Being the good little data steward you are, you dive deep into relevant documentation (ie. data catalogs, definitions, lineage, etc). This context helps you answer the bulk of your questions. You write some SQL to calculate the numbers, and excitedly send it over in a hurry.

“Hey thanks for the fast turnaround, but this does not seem in the range of what I was expecting. Can you double check what you sent?”

Oof. Instead of nervously rattling off questions in hopes of clarification, you sheepishly turn to your teammate for assistance. They spot check your numbers and quickly sense that something is wrong because your number is an order of magnitude higher than they expect. Once they review in depth, they highlight the issue and provide you with a recommendation to fix it. This critique helps you form intuition by establishing a baseline. You are more likely to detect an abnormal result because you know what normal looks like. You can return to the stakeholder with more certainty in your future responses.

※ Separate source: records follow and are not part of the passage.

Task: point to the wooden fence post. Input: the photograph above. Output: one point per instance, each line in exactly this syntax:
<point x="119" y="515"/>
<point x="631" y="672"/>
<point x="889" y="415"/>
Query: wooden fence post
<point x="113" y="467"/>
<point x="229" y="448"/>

Let’s rewind on the motives of “you the data analyst” and replace it with “Large Language Model” or the LLM for short:

  1. You the data analyst The LLM really wants to finish a task.
  2. You the data analyst The LLM will make reasonable guesses when faced with an ambiguous request.

Now let’s focus on what made “you the data analyst” better and perform the same replacement:

  1. You the data analyst The LLM needs context to produce more relevant answers tailored to the business.
  2. You the data analyst The LLM needs critical reviews to improve.

Though I am drawing anthropomorphic comparisons, I think the thesis is thought provoking. The unique contextual data and human-in-the-loop critiques used to onboard an LLM will drive how successful they become within an organization. Much like onboarding our human counterparts!